VoxCeleb Dataset

Dataset Description

VoxCeleb is a collection of voice recording of celebrities extracted from various Youtube videos. It contains:

Identities

Sample count

train

1211

148642

dev / eval

references

40

4874

probes

37720

The dev and eval sets are a copy of each other for this protocol.
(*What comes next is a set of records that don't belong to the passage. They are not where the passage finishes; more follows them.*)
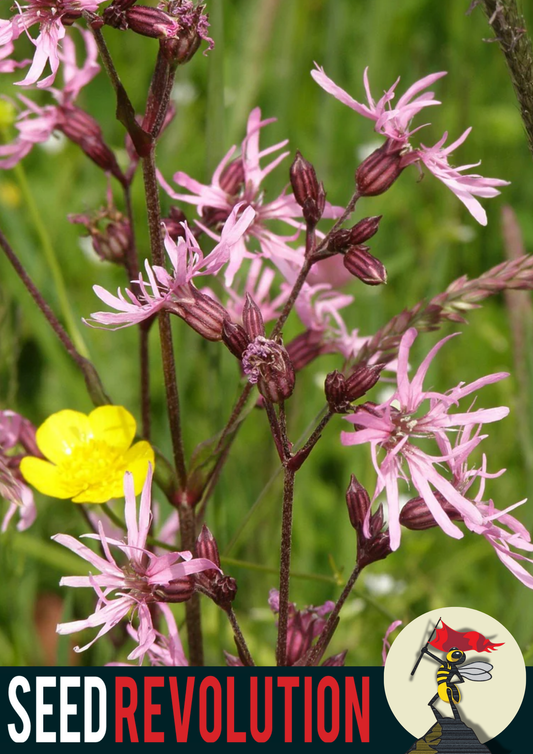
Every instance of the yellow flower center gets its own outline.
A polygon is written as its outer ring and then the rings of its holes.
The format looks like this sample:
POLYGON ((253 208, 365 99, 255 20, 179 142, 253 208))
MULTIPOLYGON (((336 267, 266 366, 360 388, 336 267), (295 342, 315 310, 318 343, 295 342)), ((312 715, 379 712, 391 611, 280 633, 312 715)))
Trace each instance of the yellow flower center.
POLYGON ((110 481, 122 478, 126 470, 124 455, 103 440, 90 439, 83 445, 68 448, 65 459, 57 465, 65 482, 80 488, 93 485, 95 480, 110 481))

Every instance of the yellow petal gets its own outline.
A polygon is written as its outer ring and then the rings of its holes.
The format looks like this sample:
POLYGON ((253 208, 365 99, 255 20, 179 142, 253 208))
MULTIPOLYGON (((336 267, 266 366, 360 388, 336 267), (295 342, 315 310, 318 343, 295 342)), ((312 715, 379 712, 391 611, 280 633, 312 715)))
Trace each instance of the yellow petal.
POLYGON ((117 485, 109 484, 108 481, 101 484, 92 484, 79 495, 72 498, 73 503, 107 503, 114 497, 122 497, 124 493, 117 495, 117 485))
POLYGON ((89 418, 69 409, 49 416, 36 434, 39 450, 53 463, 64 461, 73 448, 84 445, 91 437, 89 418))
POLYGON ((94 437, 125 453, 135 437, 135 419, 123 406, 100 406, 89 414, 94 437))
POLYGON ((126 471, 131 471, 133 475, 135 494, 139 495, 142 492, 143 484, 146 481, 148 464, 151 463, 152 468, 155 465, 154 449, 150 443, 141 440, 141 442, 136 443, 128 450, 125 456, 125 462, 126 471))
POLYGON ((26 456, 20 462, 20 471, 24 479, 43 495, 65 500, 80 492, 79 484, 65 480, 57 466, 48 463, 48 461, 43 461, 42 458, 26 456))

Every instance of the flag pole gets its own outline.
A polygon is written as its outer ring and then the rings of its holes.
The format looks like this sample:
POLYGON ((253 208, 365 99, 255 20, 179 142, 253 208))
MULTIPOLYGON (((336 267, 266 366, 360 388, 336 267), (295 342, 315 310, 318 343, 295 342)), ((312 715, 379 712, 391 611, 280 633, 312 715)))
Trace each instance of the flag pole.
POLYGON ((428 646, 429 642, 433 639, 433 634, 437 630, 437 626, 439 625, 439 623, 440 623, 440 618, 435 623, 435 625, 433 627, 433 631, 431 632, 429 639, 426 641, 425 647, 422 647, 422 649, 420 650, 420 655, 418 657, 418 660, 416 661, 416 664, 415 664, 414 668, 411 670, 411 675, 414 675, 416 673, 416 669, 420 665, 420 661, 422 660, 422 657, 424 655, 424 649, 427 649, 427 646, 428 646))

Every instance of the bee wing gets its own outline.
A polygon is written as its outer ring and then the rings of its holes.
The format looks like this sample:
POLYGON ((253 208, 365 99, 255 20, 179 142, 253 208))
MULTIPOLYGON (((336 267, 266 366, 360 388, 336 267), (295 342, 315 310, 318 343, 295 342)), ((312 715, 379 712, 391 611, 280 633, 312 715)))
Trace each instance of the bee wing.
POLYGON ((468 681, 490 681, 492 670, 490 662, 471 662, 459 669, 459 672, 468 681))

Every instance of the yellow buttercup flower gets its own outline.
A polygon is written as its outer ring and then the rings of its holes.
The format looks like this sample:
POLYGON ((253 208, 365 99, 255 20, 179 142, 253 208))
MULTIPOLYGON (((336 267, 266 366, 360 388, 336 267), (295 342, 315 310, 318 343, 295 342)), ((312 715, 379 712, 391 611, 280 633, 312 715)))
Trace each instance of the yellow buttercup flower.
POLYGON ((74 503, 106 503, 124 496, 124 472, 142 491, 154 451, 142 440, 132 445, 135 419, 122 406, 100 406, 88 416, 79 411, 52 414, 37 430, 45 458, 27 456, 20 470, 35 489, 74 503))

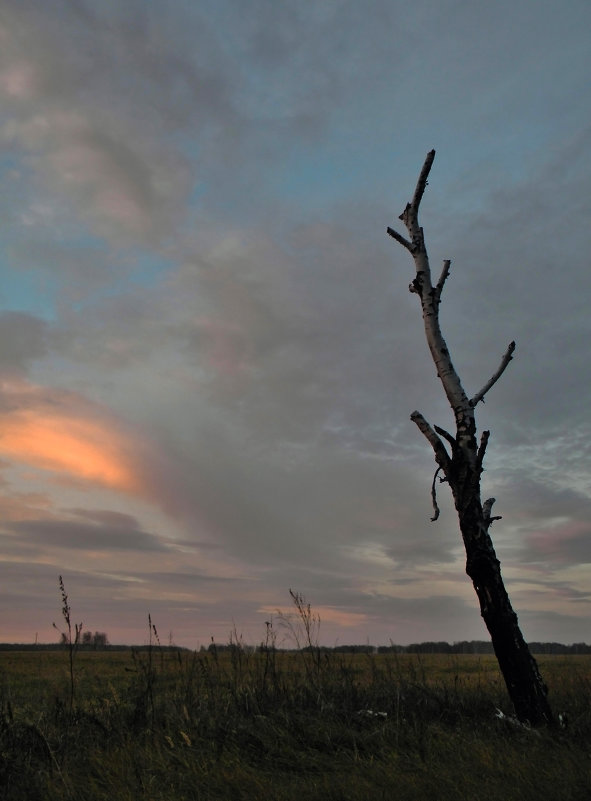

The following results will then only show the development set.

GMM

To run the baseline, use the following command:

$ bob bio pipeline simple -d voxceleb gmm-mobio -l sge-demanding -o results/gmm_voxceleb -n 512

Then, to generate the scores, use:

$ bob bio metrics -e ./results/gmm_voxceleb/scores-dev.csv
Table 13 [Min. criterion: EER ] Threshold on Development set: 1.062216e-01

Development

Failure to Acquire

0.0%

False Match Rate

18.8% (3538/18860)

False Non Match Rate

18.8% (3538/18860)

False Accept Rate

18.8%

False Reject Rate

18.8%

Half Total Error Rate

18.8%

On 1281 CPU nodes on the SGE Grid: Ran in 10 hours.

ISV

TODO

Speechbrain ECAPA-TDNN

This baseline reproduces the speaker verification experiment with a pretrained ECAPA-TDNN model using the SpeechBrain library. The original paper’s reference is the following:

@inproceedings{spear,
  author = {Brecht Desplanques, Jenthe Thienpondt and Kris Demuynck},
  title = {{ECAPA-TDNN:} Emphasized Channel Attention, Propagation and Aggregation in {TDNN} Based Speaker Verification},
  booktitle = {Interspeech 2020},
  year = {2020},
  url = {https://www.isca-speech.org/archive_v0/Interspeech_2020/pdfs/2650.pdf},
}

To run the baseline, use the following command:

$ bob bio pipeline simple -vvv -d voxceleb -p speechbrain-ecapa-voxceleb -g dev -o ./results/speechbrain_voxceleb

Then, to generate the scores, use:

$ bob bio metrics -e ./results/speechbrain_voxceleb/scores-dev.csv
Table 14 [Min. criterion: EER] Threshold on Development set: -6.159925e-01

Development

Failure to Acquire

0.0%

False Match Rate

1.0% (189/18860)

False Non Match Rate

1.0% (189/18860)

False Accept Rate

1.0%

False Reject Rate

1.0%

Half Total Error Rate

1.0%

On 1281 CPU nodes on the SGE Grid: Ran in 9 minutes (no training).

Note

ECAPA-TDNN gives a reference result of 0.8% EER on VoxCeleb. However, they were using a customized version of the dataset (VoxCeleb (cleaned)) which ignores 109 probe files (presumably containing wrong data) from our own dataset.

Footnotes

1(1,2)

The number of nodes is a requested maximum amount and can vary depending on the number of jobs currently running on the grid as well as the scheduler’s load estimation. The execution time can then also vary.